Creating a simple stock screener

So I’m new to Alpaca and relatively new to coding in general. I run Linux and have written some very basic Python code before, but things like dictionaries and dataframes can quickly go straight over my head.

However, that being said, I feel like creating a simple stock screener is something within my grasp. I’ve been going through the momentum day-trading algo that’s linked in the ‘getting started with Alpaca’ page. Here’s the code that’s confusing me:

session = requests.session()

min_share_price = 2.0
max_share_price = 13.0
min_last_dv = 500000
default_stop = .99
risk = 0.05

def get_1000m_history_data(symbols):
print(‘Getting historical data…’)
minute_history = {}
c = 0
for symbol in symbols:
minute_history[symbol] = api.polygon.historic_agg(
size=“minute”, symbol=symbol, limit=1000
).df
c += 1
print(’{}/{}’.format(c, len(symbols)))
print(‘Success.’)
return minute_history

def get_tickers():
print(‘Getting current ticker data…’)
tickers = api.polygon.all_tickers()
print(‘Success.’)
assets = api.list_assets()
symbols = [asset.symbol for asset in assets if asset.tradable]
return [ticker for ticker in tickers if (
ticker.ticker in symbols and
ticker.lastTrade[‘p’] >= min_share_price and
ticker.lastTrade[‘p’] <= max_share_price and
ticker.prevDay[‘v’] * ticker.lastTrade[‘p’] > min_last_dv and
ticker.todaysChangePerc >= 2.5
)]

Please forgive my simplistic noobie mind, but here’s what’s confusing me:

  1. Why couldn’t I just run something like the get_tickers object more or less on its own? Sure I’d need to specify today’s date and all that stuff, but couldn’t I do without the get_1000m_history_data? In addition to being fairly confused by the code for that object, it doesn’t look absolutely necessary for the purpose of making a simple stock screener.

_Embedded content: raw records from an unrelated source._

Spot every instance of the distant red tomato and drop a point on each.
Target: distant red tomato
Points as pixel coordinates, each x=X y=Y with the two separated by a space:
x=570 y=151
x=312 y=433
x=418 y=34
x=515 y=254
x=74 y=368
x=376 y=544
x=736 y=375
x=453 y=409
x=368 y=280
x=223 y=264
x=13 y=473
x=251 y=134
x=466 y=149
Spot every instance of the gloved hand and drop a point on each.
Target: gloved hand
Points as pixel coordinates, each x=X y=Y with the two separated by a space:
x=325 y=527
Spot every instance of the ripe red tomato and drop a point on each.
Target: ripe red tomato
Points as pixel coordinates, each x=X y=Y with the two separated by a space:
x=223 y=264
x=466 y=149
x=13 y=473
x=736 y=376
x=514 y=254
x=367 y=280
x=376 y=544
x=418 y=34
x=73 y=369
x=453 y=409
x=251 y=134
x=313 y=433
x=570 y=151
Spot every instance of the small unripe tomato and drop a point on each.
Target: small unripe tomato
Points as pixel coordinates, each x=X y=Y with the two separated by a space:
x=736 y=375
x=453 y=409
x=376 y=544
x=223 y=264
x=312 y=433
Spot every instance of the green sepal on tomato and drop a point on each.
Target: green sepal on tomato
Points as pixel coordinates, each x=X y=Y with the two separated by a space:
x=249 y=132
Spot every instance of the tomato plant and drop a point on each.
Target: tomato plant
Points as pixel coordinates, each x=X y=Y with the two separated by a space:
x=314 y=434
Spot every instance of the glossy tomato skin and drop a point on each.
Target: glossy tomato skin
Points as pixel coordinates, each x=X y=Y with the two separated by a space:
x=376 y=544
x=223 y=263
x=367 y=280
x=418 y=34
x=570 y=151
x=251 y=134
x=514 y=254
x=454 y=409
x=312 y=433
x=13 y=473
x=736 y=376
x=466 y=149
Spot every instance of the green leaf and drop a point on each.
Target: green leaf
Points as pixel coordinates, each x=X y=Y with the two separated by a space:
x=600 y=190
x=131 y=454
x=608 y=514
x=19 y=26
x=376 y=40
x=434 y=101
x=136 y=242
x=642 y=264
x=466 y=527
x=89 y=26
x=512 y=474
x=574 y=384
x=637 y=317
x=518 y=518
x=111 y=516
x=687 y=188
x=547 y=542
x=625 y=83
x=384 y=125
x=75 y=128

  2. When I ran this program, I didn’t get output that actually showed me the stocks and their respective stats that met the criteria. I think it’d help me to actually see it.

I envisioned the process going something along the lines of: request data, filter data, output filtered data. Doesn’t the get_tickers part take care of the first two steps? In a perfect world, running the screener would result in the following output: a few simple messages updating me as the program completes steps, and finishes with an array of data showing the ticker, price, MACD, and a positive percent change from yesterday.

From there, I think I could handle writing the code that would place the buy/sell orders. That could also be wishful thinking.

I know I just threw a lot at you (whoever you are), and please don’t feel obligated to respond to all the issues I’ve raised here. Like I said, just pointing me in the direction of a tutorial, article, or perhaps a simpler program on GitHub would be plenty helpful. Of course, if you’d like to connect a couple of the dots for me yourself, you’re more than welcome to do that as well.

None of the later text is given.